Siam et les Siamois, par l'abbé SIMILIEN CHEVILLARD, ancien missionnaire apostolique, membre de la Société archéologique de la LoireInférieure. Un vol. in-18. Paris, 1889. Librairie Plon.

Le royaume de Siam, limitrophe dans toute l'étendue de sa frontière orientale des pays placés sous le protectorat de la France en Indo-Chine : Cambodge, Annam et Tonkin, est une des contrées de l'extrême Orient que nous avons le plus d'intérêt à connaître. Nous avons également tout intérêt à entretenir avec Siam les relations excellentes que ses souverains ont établies avec le gouvernement français depuis deux siècles et demi. Elles remontent à Louis XIV, en dépit des amusantes dénégations de cette bonne pièce et mauvaise langue de Saint-Simon. Quoi qu'en ait écrit le noble pair, -— qui ne regardait pas à un mensonge près, quoiqu'il affirme que le grand Roi fut dupe d'une supercherie (on dit aujourd'hui fumisterie) organisée par quelques courtisans, il est parfaitement avéré que Louis XIV reçut dans la grande galerie de Versailles une ambassade siamoise avec le cérémonial usité en ces cours. d'Orient, où s'est conservé le culte de l'idole monarchique. Ce cérémonial, nous l'avons revu aux Tuileries sous Napoléon III, et le souvenir en a été fixé par M. Gérôme en un de ses tableaux qui, pour être officiel, n'en est pas plus mauvais. Nous y retrouvons les mêmes prosternations et génuflexions, ces lais dont notre résident général en Indo-Chine était témoin, il y a quelques semaines, quand le jeune empereur d'Annam, Thanh Taï, reçut toute sa cour pour la première fois le jour de son intronisation. Le livre de M. l'abbé Similien Chevillard a le mérite rare quand il s'agit de ces contrées lointaines et d'accès difficile - de n'être pas simplement un recueil d'impressions notées sur l'heure, sans moyens de contrôle, en un voyage sans retour plus ou moins rapide. Son séjour dans le pays comme missionnaire apostolique ajoute une autorité particulière à ses cu

rieuses descriptions de Siam et des mœurs siamoises et aux considérations que lui dicte sa complète expérience des intérêts communs à la France et à l'empire de Siam.
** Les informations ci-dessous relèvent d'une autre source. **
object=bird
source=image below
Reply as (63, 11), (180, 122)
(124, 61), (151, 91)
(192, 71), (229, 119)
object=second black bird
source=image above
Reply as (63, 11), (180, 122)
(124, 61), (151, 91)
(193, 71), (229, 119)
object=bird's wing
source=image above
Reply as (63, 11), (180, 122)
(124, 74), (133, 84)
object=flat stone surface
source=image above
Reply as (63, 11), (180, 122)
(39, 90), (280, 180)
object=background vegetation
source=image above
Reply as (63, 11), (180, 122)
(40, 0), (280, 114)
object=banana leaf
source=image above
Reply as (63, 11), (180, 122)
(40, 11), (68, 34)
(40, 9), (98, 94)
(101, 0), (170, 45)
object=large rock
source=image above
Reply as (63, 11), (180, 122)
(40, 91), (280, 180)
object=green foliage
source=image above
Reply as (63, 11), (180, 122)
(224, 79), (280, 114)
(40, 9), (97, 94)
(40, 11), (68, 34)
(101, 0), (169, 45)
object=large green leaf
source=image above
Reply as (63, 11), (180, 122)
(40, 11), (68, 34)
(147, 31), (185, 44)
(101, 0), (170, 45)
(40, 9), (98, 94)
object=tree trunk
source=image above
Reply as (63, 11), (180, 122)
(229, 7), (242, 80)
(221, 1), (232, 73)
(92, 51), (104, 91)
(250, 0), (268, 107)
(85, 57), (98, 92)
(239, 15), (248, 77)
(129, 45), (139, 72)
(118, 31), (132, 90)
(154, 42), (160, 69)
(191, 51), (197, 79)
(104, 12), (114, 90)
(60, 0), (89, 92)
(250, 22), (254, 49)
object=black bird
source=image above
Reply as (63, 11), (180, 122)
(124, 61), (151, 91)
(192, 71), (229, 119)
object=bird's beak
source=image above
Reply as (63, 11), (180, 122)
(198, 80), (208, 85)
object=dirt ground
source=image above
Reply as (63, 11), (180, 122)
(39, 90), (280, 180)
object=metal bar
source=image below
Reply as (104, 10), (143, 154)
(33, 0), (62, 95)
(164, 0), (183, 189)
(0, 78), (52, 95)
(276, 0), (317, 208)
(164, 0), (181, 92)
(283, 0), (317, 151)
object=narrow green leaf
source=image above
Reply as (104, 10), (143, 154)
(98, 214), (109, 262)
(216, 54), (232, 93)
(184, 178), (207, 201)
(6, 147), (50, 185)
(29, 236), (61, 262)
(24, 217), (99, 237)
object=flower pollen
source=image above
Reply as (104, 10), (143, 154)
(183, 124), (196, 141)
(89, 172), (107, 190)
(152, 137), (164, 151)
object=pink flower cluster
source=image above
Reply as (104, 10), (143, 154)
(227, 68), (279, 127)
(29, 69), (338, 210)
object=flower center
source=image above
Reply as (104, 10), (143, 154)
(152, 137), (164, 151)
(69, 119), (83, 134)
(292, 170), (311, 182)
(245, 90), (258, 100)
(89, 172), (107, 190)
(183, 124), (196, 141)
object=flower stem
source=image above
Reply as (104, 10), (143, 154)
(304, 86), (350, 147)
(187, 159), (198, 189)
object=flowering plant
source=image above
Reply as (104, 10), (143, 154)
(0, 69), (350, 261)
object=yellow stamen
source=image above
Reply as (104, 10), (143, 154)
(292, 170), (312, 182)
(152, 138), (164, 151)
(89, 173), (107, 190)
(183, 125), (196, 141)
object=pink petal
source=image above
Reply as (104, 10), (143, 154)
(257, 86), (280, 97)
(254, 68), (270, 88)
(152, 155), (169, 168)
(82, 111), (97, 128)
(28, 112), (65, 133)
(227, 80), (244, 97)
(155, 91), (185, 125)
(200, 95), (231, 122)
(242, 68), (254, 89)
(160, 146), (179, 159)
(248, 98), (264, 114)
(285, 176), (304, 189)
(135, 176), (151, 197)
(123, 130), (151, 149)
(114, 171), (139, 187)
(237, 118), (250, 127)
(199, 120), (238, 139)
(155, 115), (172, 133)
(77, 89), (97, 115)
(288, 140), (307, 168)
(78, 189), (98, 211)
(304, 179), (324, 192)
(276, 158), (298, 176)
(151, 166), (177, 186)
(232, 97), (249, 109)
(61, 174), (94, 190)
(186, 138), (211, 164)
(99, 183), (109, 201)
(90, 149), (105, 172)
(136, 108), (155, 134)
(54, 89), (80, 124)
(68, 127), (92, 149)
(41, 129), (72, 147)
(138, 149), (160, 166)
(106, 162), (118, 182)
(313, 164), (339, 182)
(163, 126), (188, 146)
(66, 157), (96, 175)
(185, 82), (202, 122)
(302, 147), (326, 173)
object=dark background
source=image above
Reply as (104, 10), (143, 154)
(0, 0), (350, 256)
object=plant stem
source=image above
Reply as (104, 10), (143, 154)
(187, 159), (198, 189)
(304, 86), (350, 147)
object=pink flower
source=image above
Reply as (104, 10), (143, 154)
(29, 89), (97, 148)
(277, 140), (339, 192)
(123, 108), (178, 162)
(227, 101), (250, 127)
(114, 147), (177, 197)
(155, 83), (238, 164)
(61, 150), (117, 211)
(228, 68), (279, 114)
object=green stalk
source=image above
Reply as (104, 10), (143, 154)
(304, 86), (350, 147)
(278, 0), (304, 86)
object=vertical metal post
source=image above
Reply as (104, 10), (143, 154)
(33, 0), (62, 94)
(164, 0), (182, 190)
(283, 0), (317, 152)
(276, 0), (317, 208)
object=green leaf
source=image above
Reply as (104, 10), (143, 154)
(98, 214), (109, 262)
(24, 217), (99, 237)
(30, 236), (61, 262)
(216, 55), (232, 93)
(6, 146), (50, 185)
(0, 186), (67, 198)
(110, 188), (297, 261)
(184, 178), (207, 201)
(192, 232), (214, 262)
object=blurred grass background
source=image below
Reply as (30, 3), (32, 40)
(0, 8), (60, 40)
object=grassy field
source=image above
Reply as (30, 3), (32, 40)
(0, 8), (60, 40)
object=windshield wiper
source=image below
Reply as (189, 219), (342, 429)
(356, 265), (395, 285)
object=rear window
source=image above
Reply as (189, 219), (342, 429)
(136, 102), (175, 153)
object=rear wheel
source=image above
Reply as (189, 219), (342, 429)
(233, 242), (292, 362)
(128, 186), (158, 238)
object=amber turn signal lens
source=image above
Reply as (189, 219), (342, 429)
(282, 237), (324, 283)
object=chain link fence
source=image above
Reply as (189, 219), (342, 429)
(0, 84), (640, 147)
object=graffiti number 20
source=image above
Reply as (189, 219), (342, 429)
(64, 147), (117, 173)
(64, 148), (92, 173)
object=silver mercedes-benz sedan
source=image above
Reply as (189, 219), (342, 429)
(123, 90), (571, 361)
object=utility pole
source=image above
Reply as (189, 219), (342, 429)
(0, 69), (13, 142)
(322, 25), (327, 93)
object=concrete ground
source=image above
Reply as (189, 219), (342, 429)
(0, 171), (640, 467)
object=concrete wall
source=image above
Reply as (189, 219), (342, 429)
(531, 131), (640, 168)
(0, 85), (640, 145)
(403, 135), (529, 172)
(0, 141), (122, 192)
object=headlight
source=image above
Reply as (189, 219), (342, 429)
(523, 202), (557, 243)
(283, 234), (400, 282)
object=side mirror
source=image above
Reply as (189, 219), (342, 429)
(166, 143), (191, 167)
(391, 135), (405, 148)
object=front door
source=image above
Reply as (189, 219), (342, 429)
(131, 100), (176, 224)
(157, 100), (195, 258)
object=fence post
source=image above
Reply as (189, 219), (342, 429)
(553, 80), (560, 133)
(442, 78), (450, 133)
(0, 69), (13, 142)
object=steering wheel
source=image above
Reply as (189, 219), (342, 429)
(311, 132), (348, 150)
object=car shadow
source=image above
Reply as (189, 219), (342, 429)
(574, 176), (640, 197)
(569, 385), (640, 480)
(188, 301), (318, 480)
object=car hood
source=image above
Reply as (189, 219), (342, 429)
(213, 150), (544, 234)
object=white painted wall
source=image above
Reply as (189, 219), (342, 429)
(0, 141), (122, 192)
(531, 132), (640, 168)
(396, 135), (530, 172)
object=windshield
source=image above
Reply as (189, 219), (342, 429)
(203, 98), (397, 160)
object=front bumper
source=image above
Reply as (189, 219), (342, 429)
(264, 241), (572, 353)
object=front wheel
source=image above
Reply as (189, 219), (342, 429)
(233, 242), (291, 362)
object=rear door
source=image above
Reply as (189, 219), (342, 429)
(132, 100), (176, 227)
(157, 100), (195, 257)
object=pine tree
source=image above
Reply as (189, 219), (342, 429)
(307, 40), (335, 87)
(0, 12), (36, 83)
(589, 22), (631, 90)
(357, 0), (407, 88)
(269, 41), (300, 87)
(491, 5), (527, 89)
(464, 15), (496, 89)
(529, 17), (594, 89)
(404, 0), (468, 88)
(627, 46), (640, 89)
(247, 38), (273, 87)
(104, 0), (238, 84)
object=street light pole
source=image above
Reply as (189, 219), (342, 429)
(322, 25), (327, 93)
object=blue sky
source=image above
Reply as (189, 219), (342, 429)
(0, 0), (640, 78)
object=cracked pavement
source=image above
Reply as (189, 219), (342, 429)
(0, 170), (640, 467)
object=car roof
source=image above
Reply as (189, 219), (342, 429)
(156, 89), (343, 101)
Excursions en Turkestan et sur la frontière russo-afghane, par le comte DE CHOLET, lieutenant au 76° régiment d'infanterie. Un vol. in-18, accompagné de gravures et d'une carte du Turkestan. Paris, 1889. Librairie Plon.

L'Angleterre et la Russie, ces deux grands peuples d'essence et de mœurs si dissemblables, possesseurs tous deux d'un immense empire colonial et séparés par une étroite bande de terrain sur laquelle ils cherchent l'un l'autre à maintenir leur influence, vont-ils se heurter un jour? Continueront-ils au contraire à se développer en paix l'un au nord, l'autre au sud de l'Himalaya, se réservant une sphère d'action toute différente? Qui saurait le prévoir? Les forces en présence sont également puissantes et le danger de conflagration vient de la proximité des deux armées. Mais les deux gouvernements ont aussi un égal intérêt à une solution pacifique et y travaillent de bonne foi. Si jamais le choc doit avoir lieu, nous trouverons dans l'Excursion en Turkestan de M. le lieutenant de Cholet une excellente description du terrain de la lutte complétée par des gravures qui ont l'exactitude de reports photographiques et par une carte très claire, quoique fort détaillée, du Turkestan.

E. C.

Sketches from a Tour through Holland and Germany, by J. P. MAHAFFY, and J. E. ROGERS. London, Macmillan et Ci, 1889. Un vol. petit in-8°, 1-xv, 271 pages.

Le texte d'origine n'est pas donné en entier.